Are you positive?  It shouldn't.  MultiReader.norms(field) does not call subReader.norms(field),
it calls
norms(String field, byte[] result, int offset) that puts the results directly in the norm
array without causing it to be cached in the subReader.

Of course if you call norms() on both the MultiReader and subReaders yourself, then things
will be doubly cached.

What was the performance impact of your patches?

> MultiReader.norm() takes up too much memory: norms byte[] should be made into an Object
> ---------------------------------------------------------------------------------------
>
>          Key: LUCENE-505
>          URL: http://issues.apache.org/jira/browse/LUCENE-505
>      Project: Lucene - Java
>         Type: Improvement
>   Components: Index
>     Versions: 1.9
>  Environment: Patch is against Lucene 1.9 trunk (as of Mar 1 06)
>     Reporter: Steven Tamm
>  Attachments: NormFactors.patch, NormFactors.patch
>
> MultiReader.norms() is very inefficient: it has to construct a byte array that's as long
as all the documents in every segment.  This doubles the memory requirement for scoring MultiReaders
vs. Segment Readers.  Although this is cached, it's still a baseline of memory that is unnecessary.
> The problem is that the Normalization Factors are passed around as a byte[].  If it were
instead replaced with an Object, you could perform a whole host of optimizations
> a.  When reading, you wouldn't have to construct a "fakeNorms" array of all 1.0fs.  You
could instead return a singleton object that would just return 1.0f.

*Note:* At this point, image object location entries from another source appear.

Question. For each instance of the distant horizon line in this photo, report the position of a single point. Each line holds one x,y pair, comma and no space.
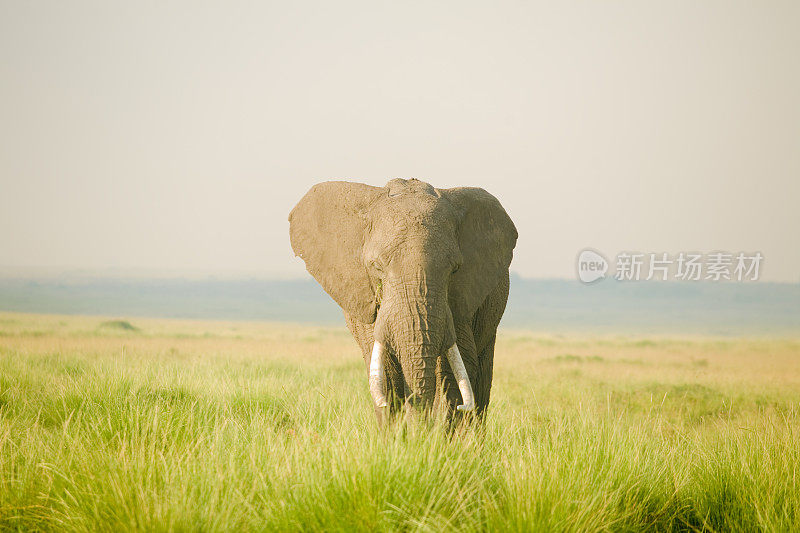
144,274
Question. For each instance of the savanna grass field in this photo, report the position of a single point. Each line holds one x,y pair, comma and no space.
168,425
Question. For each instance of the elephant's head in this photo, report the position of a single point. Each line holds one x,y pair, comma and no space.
414,261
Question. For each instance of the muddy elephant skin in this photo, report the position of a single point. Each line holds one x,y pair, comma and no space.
422,277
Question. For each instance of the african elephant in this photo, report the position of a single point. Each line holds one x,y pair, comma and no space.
422,276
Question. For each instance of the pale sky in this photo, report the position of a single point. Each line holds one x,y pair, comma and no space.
177,136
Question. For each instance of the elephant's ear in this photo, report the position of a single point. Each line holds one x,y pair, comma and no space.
327,228
487,237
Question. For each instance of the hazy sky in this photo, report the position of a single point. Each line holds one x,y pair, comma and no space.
176,137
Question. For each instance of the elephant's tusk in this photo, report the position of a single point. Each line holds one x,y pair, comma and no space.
377,375
460,373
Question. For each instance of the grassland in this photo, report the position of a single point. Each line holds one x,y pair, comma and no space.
171,425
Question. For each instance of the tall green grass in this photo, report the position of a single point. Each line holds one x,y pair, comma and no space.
220,430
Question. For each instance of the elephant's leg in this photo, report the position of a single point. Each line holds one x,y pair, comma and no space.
363,334
484,328
445,381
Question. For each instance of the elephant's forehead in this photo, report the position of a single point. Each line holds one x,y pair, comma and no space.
413,210
400,186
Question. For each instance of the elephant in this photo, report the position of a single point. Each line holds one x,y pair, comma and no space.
422,275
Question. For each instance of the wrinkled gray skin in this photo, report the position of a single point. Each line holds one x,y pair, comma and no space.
417,269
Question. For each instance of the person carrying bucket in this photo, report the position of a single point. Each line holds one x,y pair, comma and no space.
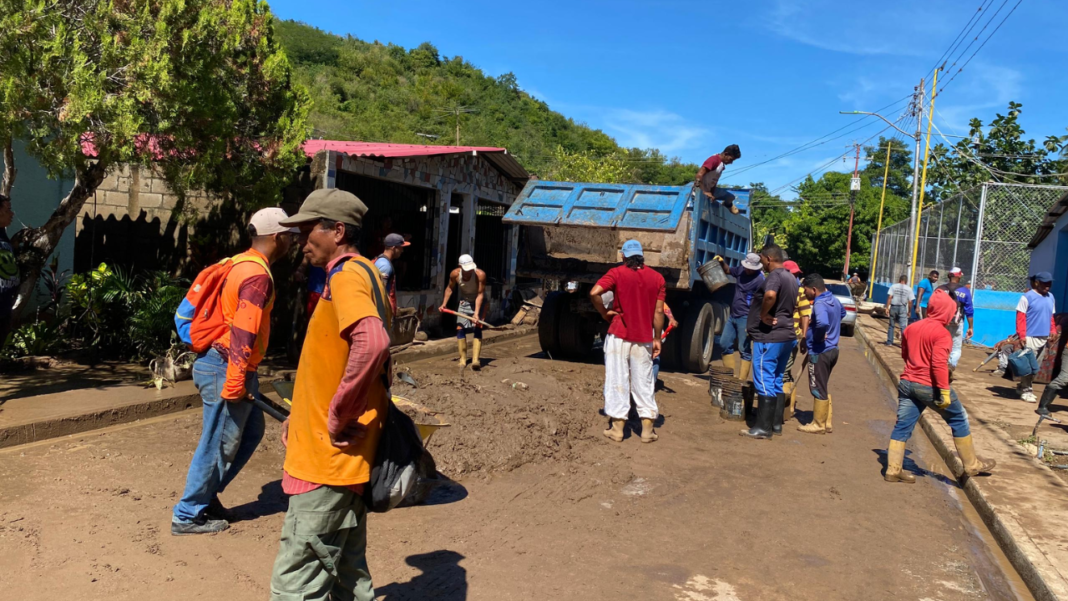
749,277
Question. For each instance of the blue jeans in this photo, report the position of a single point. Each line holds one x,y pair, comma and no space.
957,330
231,432
734,332
769,363
899,317
912,398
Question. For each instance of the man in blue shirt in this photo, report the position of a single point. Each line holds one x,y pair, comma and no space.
749,277
964,311
923,293
821,343
1034,325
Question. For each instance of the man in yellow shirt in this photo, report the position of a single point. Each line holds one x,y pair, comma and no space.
802,312
340,400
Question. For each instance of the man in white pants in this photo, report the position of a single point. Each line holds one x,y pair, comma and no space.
633,338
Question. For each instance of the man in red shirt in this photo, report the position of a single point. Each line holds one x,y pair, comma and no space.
925,382
708,176
633,338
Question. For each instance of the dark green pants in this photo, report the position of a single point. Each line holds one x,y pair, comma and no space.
323,553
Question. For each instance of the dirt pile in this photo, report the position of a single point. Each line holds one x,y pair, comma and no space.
512,413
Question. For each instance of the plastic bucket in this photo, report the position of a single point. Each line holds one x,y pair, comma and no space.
711,273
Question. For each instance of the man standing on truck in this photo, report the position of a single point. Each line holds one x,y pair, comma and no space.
749,277
708,176
637,321
771,327
471,283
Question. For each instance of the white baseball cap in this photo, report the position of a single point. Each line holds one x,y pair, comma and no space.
467,264
268,221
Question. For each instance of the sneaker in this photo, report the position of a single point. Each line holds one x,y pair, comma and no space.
200,525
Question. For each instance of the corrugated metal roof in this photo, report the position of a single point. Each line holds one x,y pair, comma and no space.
498,157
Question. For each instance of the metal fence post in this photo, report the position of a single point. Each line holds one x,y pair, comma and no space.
956,238
978,238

> b.  MultiReader could use an object that could delegate to NormFactors of the subreaders
> c.  You could write an implementation that could use mmap to access the norm factors.
 Or if the index isn't long lived, you could use an implementation that reads directly from
the disk.
> The patch provided here replaces the use of byte[] with a new abstract class called NormFactors.
 
> NormFactors has two methods on it
>     public abstract byte getByte(int doc) throws IOException;  // Returns the byte[doc]

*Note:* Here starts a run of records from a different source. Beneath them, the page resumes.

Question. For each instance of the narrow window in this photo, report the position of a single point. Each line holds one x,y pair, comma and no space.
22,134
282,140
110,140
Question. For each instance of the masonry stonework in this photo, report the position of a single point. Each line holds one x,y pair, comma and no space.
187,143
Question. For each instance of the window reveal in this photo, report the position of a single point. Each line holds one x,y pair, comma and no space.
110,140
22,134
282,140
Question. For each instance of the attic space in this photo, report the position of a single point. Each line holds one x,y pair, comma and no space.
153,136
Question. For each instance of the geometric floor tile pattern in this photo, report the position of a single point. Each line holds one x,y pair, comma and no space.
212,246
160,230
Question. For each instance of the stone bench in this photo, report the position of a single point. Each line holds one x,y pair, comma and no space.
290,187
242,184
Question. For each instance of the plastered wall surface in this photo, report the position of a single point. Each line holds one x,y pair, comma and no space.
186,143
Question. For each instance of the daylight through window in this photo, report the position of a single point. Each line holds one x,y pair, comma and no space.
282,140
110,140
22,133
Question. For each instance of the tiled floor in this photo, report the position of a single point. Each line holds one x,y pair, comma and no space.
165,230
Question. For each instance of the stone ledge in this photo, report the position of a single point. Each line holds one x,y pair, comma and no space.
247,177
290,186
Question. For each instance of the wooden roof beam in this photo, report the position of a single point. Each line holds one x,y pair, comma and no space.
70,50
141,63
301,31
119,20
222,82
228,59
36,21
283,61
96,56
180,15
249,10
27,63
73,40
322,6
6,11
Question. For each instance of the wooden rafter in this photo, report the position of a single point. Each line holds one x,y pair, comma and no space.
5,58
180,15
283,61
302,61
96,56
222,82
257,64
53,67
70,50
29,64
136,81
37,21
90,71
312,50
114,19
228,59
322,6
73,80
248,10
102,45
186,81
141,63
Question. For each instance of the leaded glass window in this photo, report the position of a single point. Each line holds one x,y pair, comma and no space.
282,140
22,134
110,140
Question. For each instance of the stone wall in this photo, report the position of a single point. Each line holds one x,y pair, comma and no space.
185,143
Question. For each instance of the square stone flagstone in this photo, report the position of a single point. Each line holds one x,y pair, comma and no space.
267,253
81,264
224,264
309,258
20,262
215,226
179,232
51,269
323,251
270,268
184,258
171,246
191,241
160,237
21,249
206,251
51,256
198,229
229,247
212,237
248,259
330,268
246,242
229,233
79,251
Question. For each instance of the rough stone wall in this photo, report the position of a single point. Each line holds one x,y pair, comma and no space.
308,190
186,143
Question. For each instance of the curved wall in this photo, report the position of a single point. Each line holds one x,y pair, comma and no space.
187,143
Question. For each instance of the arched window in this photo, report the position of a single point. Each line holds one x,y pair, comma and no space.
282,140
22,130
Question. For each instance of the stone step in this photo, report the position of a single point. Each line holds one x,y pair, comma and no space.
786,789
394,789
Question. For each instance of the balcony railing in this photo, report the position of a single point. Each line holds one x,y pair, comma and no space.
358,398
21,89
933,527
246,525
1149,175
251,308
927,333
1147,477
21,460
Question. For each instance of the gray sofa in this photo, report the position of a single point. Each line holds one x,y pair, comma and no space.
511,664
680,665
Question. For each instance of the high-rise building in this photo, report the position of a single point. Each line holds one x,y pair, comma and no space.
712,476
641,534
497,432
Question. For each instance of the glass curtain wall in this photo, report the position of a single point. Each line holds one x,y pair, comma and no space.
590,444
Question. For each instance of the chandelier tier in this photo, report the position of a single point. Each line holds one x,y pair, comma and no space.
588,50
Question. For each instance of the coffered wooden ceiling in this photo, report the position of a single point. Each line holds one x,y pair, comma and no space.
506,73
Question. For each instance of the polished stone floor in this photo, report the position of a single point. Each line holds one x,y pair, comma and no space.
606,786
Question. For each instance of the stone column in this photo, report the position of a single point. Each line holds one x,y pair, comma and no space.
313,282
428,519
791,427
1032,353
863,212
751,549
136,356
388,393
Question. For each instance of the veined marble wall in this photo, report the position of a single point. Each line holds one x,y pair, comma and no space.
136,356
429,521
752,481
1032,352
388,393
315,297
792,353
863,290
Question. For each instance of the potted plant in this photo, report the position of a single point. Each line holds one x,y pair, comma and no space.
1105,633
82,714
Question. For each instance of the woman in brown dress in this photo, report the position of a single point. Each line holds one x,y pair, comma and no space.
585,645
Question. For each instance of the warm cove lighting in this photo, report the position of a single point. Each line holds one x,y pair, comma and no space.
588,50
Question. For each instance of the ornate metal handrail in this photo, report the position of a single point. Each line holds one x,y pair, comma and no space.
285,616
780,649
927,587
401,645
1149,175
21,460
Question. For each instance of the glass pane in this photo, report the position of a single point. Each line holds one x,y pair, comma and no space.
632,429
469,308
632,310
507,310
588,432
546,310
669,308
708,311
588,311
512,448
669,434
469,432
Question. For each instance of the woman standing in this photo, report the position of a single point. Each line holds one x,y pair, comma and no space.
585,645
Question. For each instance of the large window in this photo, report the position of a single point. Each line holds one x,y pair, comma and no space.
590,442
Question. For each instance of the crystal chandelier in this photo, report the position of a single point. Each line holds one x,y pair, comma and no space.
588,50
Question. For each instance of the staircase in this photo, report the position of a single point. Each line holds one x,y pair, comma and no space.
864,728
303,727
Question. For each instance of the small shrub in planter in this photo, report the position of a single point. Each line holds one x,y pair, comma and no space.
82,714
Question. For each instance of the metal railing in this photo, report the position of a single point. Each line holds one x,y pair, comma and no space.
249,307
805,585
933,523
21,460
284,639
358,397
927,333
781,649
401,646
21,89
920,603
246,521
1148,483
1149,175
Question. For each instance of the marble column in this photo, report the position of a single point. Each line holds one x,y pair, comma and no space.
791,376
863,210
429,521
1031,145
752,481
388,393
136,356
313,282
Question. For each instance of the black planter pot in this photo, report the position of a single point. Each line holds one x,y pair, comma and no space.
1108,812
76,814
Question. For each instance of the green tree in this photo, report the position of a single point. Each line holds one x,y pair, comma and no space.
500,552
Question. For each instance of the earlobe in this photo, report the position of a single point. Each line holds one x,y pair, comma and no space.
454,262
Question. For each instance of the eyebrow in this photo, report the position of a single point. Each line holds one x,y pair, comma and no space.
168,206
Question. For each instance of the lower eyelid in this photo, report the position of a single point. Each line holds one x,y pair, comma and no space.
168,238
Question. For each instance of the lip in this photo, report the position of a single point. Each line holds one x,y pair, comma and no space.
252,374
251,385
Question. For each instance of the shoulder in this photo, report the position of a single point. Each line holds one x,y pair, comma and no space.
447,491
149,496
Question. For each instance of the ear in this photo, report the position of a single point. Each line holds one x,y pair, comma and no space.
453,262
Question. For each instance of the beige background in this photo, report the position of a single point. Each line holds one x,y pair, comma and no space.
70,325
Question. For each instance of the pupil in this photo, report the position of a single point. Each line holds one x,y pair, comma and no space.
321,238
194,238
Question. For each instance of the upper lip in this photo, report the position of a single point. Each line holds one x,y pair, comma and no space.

>     public float getFactor(int doc) throws IOException;            // Calls Similarity.decodeNorm(getByte(doc))
> There are four implementations of this abstract class
> 1.  NormFactors.EmptyNormFactors - This replaces the fakeNorms with a singleton that
only returns 1.0
> 2.  NormFactors.ByteNormFactors - Converts a byte[] to a NormFactors for backwards compatibility
in constructors.
> 3.  MultiNormFactors - Multiplexes the NormFactors in MultiReader to prevent the need
to construct the gigantic norms array.
> 4.  SegmentReader.Norm - Same class, but now extends NormFactors to provide the same
access.
> In addition, Many of the Query and Scorer classes were changes to pass around NormFactors
instead of byte[], and to call getFactor() instead of using the byte[].  I have kept around
IndexReader.norms(String) for backwards compatibiltiy, but marked it as deprecated.  I believe
that the use of ByteNormFactors in IndexReader.getNormFactors() will keep backward compatibility
with other IndexReader implementations, but I don't know how to test that.